After hardening, the alloy may be refrigerated at -100 / -120 °F (-73 / -84 °C) for at least one hour then warmed to room temperature prior to tempering to minimize retained austenite and achieve maximum hardness capability. Refrigeration is most effective when performed within two hours after the austenitizing treatment.

Effect of austenitization temperature, cold working and tempering on hardness - CTS BD1N steel

Strip thickness 0.1565" (3.98mm).

*If used, sub-zero temperature processing should be carried out within 2 hours of curing.

Hot working

Carpenter CTS BD1N alloy should be handled like a high-speed tool steel. Preheat to 1400 / 1500 °F (760 / 816 °C), then heat slowly and uniformly to 2000 / 2200 °F (1093 / 1204 °C).Do not forge below 1700 °F (927 °C), and reheat as often as necessary. Cool in a furnace heated to about 1550 °F (843 °C), soak uniformly at this temperature, then shut off the heat and cool slowly in the furnace. Alternatively, the material could be cooled in an insulating medium such as dry ashes or vermiculite. Anneal after forging. Cool to room temperature before annealing.

Machinability

For most machining operations, CTS BD1N alloy is most readily machined in the annealed condition.
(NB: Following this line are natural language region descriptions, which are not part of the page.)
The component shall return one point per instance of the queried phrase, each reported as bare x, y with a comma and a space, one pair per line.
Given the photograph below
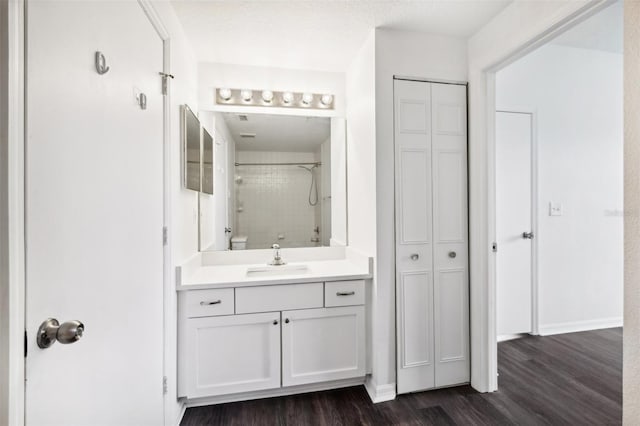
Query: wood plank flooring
568, 379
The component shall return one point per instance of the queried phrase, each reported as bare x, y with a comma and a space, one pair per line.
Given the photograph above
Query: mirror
207, 162
276, 179
191, 148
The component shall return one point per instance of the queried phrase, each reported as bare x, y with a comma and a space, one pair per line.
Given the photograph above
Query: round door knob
51, 330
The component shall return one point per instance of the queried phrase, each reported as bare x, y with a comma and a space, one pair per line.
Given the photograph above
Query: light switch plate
555, 209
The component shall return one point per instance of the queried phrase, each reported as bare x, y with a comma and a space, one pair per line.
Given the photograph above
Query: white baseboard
576, 326
271, 393
380, 393
183, 409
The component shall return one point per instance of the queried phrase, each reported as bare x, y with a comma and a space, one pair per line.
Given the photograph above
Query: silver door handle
51, 331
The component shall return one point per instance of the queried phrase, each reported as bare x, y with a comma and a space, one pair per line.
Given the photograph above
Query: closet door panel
414, 236
450, 230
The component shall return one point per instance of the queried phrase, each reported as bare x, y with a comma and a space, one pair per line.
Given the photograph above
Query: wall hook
101, 63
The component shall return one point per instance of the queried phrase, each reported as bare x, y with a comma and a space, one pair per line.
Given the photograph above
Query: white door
94, 213
432, 289
220, 193
320, 345
513, 218
234, 353
450, 234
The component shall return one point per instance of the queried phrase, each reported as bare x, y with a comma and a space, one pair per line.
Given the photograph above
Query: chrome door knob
51, 330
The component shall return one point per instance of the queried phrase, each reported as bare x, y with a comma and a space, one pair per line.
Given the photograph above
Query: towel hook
101, 63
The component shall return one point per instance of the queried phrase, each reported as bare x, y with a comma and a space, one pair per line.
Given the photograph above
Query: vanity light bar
269, 98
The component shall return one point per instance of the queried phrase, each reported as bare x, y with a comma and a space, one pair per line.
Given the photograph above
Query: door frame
169, 310
532, 112
12, 211
484, 343
15, 286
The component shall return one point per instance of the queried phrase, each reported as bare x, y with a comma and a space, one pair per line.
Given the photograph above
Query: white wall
4, 218
577, 94
216, 75
412, 54
514, 31
183, 231
631, 366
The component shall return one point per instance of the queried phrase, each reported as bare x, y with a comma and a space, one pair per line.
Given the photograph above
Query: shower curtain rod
317, 163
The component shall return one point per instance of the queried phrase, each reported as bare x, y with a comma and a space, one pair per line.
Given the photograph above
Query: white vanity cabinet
233, 353
275, 336
322, 344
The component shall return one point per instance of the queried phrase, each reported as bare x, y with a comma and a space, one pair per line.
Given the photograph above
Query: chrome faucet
277, 259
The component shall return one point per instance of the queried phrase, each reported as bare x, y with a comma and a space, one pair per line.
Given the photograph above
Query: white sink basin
274, 271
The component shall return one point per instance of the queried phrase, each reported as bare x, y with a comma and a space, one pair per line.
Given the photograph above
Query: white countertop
235, 275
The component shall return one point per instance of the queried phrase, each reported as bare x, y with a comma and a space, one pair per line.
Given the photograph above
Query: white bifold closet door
432, 284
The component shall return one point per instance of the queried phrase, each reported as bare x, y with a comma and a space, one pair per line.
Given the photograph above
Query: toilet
239, 242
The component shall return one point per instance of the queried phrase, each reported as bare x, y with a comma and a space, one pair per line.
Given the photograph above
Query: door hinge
165, 82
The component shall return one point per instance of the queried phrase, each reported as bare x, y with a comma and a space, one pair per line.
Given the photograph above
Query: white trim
183, 410
169, 309
533, 115
380, 393
16, 211
483, 291
577, 326
271, 393
153, 16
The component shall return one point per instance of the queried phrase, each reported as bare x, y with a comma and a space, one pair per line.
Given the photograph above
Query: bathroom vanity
251, 330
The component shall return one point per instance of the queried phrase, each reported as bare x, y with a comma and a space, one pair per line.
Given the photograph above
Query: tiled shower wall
272, 201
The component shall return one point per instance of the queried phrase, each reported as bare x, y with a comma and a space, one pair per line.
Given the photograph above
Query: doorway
516, 218
569, 249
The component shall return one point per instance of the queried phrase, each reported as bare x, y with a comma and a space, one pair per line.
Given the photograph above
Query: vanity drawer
206, 303
271, 298
344, 293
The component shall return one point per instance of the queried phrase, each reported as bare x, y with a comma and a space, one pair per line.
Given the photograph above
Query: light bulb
267, 96
287, 97
225, 94
326, 100
246, 95
307, 98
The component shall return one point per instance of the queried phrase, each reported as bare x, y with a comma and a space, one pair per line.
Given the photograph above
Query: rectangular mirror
190, 149
277, 179
207, 162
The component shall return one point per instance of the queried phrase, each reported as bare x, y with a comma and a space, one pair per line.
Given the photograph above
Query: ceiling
316, 34
602, 31
279, 133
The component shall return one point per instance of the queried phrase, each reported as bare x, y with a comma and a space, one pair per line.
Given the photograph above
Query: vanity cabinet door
235, 353
322, 344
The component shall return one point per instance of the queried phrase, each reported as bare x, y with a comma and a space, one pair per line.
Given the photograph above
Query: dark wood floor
569, 379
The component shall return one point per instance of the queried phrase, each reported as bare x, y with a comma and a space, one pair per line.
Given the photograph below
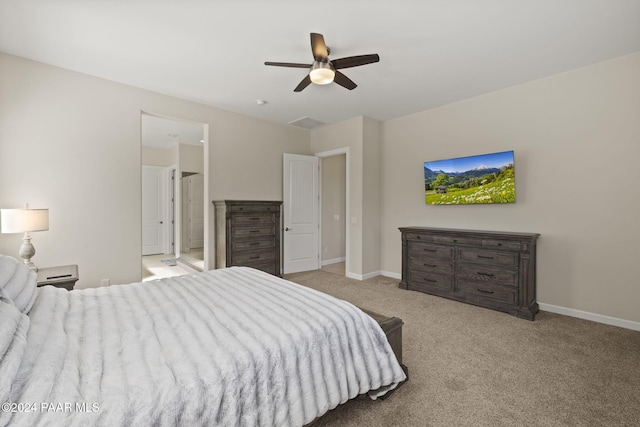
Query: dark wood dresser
491, 269
248, 234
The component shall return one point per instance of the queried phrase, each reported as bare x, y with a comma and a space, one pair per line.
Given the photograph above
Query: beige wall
333, 196
347, 134
361, 136
79, 138
153, 156
575, 135
191, 158
576, 138
371, 197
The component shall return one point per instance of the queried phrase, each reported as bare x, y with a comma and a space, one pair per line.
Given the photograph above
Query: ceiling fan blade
319, 47
287, 64
304, 83
355, 61
344, 81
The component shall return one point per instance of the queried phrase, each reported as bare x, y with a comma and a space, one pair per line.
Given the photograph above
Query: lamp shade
23, 220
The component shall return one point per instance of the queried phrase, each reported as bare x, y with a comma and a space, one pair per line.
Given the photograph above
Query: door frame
347, 228
209, 236
162, 203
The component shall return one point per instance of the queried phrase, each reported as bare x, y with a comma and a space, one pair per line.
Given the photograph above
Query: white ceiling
433, 52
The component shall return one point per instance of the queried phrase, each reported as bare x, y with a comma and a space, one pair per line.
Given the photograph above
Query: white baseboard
599, 318
607, 320
391, 274
333, 261
363, 276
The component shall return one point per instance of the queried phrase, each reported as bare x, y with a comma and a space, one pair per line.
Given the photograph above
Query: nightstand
64, 276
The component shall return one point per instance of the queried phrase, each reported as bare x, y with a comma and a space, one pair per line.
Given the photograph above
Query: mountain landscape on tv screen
487, 178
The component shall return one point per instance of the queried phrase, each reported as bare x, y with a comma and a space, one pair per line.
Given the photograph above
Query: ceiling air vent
307, 123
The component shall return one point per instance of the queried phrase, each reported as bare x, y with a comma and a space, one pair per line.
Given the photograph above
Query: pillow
17, 283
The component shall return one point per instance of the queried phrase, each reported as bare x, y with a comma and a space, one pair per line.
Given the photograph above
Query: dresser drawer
258, 230
501, 244
457, 240
255, 208
487, 274
431, 250
243, 244
268, 267
476, 291
253, 257
481, 256
249, 219
420, 279
417, 236
433, 265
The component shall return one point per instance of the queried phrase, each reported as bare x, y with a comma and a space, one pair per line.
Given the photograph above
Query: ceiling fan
323, 71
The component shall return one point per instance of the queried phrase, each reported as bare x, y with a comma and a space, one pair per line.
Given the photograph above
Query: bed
228, 347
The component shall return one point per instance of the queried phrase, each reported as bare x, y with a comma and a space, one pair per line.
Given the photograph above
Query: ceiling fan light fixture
322, 73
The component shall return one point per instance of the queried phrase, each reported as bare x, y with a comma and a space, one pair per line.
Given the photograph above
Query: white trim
391, 274
333, 261
347, 228
363, 276
607, 320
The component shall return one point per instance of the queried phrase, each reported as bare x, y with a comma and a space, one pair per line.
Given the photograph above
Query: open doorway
333, 195
172, 155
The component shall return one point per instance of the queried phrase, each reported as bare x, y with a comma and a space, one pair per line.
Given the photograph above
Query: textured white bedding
231, 347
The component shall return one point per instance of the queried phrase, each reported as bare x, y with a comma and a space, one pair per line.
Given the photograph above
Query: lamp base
27, 251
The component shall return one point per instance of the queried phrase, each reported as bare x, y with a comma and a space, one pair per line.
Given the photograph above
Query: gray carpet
470, 366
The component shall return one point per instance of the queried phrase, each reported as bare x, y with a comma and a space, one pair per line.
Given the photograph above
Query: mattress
228, 347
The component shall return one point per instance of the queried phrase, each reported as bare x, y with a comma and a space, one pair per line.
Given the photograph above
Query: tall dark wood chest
491, 269
248, 234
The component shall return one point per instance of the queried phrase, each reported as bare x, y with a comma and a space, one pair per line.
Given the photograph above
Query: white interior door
196, 210
152, 210
301, 235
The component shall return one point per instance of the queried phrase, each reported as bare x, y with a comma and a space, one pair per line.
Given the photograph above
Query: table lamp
24, 221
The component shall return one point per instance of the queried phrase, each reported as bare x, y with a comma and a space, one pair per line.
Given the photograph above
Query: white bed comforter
231, 347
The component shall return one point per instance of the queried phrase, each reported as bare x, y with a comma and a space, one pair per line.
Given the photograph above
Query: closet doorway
334, 225
177, 147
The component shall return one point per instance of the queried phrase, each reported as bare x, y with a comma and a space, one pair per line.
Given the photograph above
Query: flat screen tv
486, 178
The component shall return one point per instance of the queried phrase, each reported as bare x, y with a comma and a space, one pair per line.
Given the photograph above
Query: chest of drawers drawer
491, 269
434, 265
430, 282
430, 250
253, 257
475, 291
487, 274
487, 257
255, 231
249, 220
248, 234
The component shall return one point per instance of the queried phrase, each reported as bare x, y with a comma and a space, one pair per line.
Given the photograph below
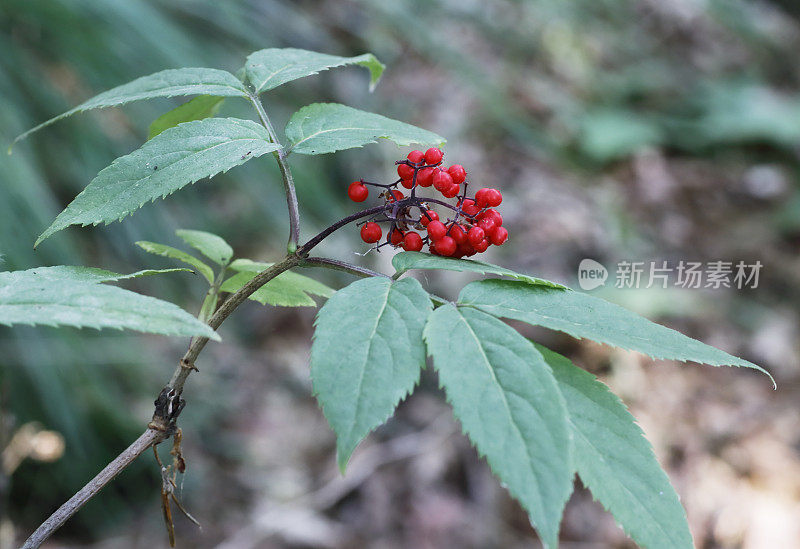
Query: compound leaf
288, 289
582, 315
367, 355
56, 299
174, 253
323, 128
171, 160
268, 69
406, 261
168, 83
199, 108
509, 405
615, 461
210, 245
Because of its high carbon content, this alloy machines similarly to high-speed steels.

The information and data presented herein are typical or average values and are not a guarantee of maximum or minimum values. Applications specifically suggested for material described herein are made solely for the purpose of illustration to enable the reader to make his/her own evaluation and are not intended as warranties, either express or implied, of fitness for these or other purposes.